Sungura music maestro, Alick Macheso, who has bounced back on stage after a two-year break due to the Covid-19-induced lockdown, recently opened up on the motivation and meaning behind one of his latest songs, “Nguva Yatiri”, off his upcoming seven-track album.
The Orchestra Mberikwazvo Band front-man and Zimbabwe Red Cross Society humanitarian ambassador, who said he gained about 10kg owing to idleness during the lockdown, told The Herald that his songs were social commentaries that often foretold upcoming events.
“I have observed that many fans paid attention to the lyrics of my new song, ‘Nguva Yatiri’. I traditionally drop new songs when I see our fans dancing to songs like ‘Charakupa,”’ Macheso said.
“Nguva Yatiri’ is one of the seven songs on Macheso’s forthcoming album that is set to be released before the end of the year. The song’s lyrics seem to be influenced by the impact of Covid-19 on all spheres of life.
“Hence, the authorities’ intervention to curb the pandemic’s spread.
Yes, the song is addressing the present situation, this Covid-19 era, but I came up with it long back. Many years have since passed,” revealed Macheso.
“I was highlighting the many life issues we often come across, which include obstacles to fellowship across the world.”
The sungura legend, who thrilled his legion of fans last Sunday at Jongwe Corner in Hatfield, Harare, said had it not been for language barriers, his songs would carry powerful messages to the entire world.

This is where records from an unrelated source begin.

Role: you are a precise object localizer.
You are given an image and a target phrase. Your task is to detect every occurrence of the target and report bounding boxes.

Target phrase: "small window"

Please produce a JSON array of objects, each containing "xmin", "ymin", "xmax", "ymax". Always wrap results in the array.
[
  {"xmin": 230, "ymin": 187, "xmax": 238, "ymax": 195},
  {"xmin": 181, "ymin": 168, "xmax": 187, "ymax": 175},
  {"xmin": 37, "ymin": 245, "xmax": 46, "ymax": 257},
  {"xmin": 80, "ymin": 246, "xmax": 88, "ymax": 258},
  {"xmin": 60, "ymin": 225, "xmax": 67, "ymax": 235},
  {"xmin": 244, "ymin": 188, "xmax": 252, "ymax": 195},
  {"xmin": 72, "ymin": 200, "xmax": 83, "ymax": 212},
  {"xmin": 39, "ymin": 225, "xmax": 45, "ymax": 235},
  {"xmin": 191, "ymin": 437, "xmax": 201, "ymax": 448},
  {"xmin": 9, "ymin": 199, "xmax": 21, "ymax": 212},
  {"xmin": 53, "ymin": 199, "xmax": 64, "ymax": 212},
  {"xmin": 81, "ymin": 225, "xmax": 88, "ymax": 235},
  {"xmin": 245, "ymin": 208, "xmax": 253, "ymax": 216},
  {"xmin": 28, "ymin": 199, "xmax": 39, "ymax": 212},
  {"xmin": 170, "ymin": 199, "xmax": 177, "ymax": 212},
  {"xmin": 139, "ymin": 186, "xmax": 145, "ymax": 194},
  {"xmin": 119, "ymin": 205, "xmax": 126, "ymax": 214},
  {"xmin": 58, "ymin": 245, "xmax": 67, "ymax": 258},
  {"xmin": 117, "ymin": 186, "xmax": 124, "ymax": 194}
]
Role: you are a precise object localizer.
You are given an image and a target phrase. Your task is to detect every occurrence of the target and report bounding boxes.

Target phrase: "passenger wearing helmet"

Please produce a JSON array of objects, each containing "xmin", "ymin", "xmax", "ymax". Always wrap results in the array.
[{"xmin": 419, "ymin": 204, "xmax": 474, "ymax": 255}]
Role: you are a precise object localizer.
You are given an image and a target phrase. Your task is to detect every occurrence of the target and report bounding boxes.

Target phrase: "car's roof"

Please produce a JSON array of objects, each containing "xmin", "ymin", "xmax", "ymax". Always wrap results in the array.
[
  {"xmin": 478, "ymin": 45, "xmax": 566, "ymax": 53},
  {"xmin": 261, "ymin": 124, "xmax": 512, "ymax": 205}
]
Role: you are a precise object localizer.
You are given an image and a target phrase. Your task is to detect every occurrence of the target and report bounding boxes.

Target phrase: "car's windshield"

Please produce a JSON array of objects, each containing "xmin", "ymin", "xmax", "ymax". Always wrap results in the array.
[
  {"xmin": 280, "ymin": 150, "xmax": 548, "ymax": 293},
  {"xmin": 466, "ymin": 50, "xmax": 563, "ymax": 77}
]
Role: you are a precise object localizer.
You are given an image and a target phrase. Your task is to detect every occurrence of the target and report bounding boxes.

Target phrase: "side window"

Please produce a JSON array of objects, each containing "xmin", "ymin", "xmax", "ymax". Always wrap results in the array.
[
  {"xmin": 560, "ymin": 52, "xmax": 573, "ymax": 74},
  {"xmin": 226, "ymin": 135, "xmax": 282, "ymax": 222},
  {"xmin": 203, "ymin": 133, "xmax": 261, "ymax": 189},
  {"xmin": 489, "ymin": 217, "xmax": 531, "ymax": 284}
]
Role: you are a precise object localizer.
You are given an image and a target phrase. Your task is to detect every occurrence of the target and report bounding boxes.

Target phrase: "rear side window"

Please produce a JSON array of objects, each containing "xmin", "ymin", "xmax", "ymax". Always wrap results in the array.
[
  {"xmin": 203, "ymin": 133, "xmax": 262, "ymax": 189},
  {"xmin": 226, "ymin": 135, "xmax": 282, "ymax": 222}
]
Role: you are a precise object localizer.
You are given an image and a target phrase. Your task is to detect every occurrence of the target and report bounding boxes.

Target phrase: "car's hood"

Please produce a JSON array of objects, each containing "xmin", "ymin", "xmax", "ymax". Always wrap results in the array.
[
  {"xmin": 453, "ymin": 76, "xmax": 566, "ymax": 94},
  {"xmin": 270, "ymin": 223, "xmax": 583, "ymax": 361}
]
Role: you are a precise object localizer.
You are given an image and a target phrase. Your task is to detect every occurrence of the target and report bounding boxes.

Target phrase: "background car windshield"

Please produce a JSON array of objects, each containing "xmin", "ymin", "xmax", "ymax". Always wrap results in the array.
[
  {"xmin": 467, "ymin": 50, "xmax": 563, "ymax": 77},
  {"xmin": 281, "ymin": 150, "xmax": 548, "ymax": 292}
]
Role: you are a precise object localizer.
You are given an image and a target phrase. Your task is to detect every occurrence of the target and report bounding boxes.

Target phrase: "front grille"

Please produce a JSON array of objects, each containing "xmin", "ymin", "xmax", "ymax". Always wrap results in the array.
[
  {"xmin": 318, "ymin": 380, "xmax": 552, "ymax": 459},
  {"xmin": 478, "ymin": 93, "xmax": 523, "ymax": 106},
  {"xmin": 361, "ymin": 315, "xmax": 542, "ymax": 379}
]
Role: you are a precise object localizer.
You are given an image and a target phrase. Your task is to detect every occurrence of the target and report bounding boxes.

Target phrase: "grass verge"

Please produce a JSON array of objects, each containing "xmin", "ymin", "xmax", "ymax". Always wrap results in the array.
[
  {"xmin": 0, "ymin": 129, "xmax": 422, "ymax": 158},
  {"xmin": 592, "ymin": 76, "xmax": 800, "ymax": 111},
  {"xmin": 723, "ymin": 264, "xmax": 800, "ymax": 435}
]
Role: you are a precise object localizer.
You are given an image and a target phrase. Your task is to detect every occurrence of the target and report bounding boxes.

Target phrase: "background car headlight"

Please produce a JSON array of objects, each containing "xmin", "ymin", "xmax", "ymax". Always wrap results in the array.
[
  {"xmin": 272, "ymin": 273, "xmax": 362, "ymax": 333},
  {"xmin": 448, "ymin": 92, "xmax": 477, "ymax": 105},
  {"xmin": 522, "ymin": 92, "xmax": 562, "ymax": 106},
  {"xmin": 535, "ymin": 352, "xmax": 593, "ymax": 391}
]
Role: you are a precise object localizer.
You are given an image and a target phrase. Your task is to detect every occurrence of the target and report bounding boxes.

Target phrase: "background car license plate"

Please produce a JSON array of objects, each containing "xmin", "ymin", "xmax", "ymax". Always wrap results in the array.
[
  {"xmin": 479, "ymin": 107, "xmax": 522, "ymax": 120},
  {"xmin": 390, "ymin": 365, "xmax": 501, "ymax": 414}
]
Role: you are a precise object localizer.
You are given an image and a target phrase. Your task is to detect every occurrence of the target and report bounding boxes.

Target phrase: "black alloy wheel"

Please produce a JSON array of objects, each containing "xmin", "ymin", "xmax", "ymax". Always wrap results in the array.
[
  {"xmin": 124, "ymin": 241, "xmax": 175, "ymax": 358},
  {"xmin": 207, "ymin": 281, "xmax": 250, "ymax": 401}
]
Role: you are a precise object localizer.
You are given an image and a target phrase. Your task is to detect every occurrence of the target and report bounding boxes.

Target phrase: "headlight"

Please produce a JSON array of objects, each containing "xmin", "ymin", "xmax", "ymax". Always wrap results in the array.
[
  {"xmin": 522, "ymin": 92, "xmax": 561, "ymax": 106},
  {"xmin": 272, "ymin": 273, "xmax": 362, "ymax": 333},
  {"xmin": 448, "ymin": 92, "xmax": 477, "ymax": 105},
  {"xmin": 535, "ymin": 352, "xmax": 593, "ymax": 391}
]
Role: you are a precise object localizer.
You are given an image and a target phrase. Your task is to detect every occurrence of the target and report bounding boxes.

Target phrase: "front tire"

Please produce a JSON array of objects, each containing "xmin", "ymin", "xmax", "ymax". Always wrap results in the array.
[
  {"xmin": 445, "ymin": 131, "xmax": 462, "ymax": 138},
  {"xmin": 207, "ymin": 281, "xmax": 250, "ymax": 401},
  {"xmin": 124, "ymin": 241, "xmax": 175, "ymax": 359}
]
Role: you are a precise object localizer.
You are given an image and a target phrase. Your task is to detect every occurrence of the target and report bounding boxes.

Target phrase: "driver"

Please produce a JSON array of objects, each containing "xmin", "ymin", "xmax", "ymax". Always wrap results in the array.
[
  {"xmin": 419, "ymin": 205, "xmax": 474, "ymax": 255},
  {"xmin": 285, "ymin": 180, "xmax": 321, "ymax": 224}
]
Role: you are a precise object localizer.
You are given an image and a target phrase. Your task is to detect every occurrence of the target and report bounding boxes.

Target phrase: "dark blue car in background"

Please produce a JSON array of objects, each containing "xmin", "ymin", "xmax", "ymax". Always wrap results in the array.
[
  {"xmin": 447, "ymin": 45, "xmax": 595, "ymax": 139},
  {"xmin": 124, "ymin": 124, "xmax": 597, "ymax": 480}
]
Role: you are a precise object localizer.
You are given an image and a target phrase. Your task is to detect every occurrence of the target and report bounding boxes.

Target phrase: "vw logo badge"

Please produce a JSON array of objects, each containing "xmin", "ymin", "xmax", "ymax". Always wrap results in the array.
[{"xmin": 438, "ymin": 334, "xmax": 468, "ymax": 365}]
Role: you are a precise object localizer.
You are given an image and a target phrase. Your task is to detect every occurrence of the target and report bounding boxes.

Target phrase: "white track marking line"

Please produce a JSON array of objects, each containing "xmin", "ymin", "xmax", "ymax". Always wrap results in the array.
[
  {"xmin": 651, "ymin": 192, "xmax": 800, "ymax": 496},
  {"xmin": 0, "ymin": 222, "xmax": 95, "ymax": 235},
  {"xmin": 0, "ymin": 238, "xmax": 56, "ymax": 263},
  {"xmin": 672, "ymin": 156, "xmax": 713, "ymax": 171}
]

“That is why you see there are rich, poor and vulnerable people in each and every community of this earth. What this means is that my songs also appeal to global audiences, because they address all these social classes through the Shona language,” he added.
“At times, the songs often go ahead of time.”
Macheso gave an example of the song “Raramiro”, which he released in 1999, and some of whose lyrics go:
“Raramiro yenyu iyi vana mukoma navana sisi. Baba, tinokumbira nunuro,
Ipaiwo zano kuvarapi, vawane mushonga.”
“You see, today the whole world is asking God, Mwari, for this Covid-19 disease’s cure, but I composed and released the song long back. Today it is squarely defining the pandemic’s story as Covid-19 has locked us indoors since last year.
“So, I compose my songs basing on our daily experiences, because Alick Macheso is a brand, and Orchestra Mberikwazvo Band is an international group whose sungura trademark has put Zimbabwe’s arts and culture industry, on the map,” the crooner said.
He said his lyrics and sound are inspired by people’s daily lives, as they rebuke, advise, entertain, inform and remind each other of their experiences through music.
Macheso thanked the Government for its timely response to the coronavirus, and allowing artistes to resume live performances under strict protocols.
He urged fellow artistes and stakeholders in the entertainment sector to adhere to World Health Organisation (WHO) regulations as spelt out by health authorities.
“Fellow artistes and venue owners, let us be slaves to the WHO regulations and our local health authorities’ protocols against the Covid-19 pandemic. It is for our good and all future generations. Let us always sanitise and check temperatures at our entrances,” he said.
Macheso also divulged how he gained about 10kg due to idleness during the lockdown.
He, however, declared that he would burn the extra fat on stage, which he calls his gym.
“During the Covid-19-induced lockdown, I was at home. I was shuttling between my Harare home and my farm in Chivhu. I would make sure that from home I get into my car, then disembark, hop into my farmhouse and back,” he said.
“I have gained 10kg more, and I attribute it to my idleness during the lockdown. However, the stage is a gym on its own where we will be burning up fat.”
Macheso said that he would often go to the farm to slaughter cattle and fetch maize meal for his band members and family.
Businessman and music promoter, Derick Nyekete paid tribute to Macheso for acknowledging him on the song, “Chengetai”.
Nyekete implored parents not to leave children alone, or send them on errands at night or across flooded rivers and up mountains.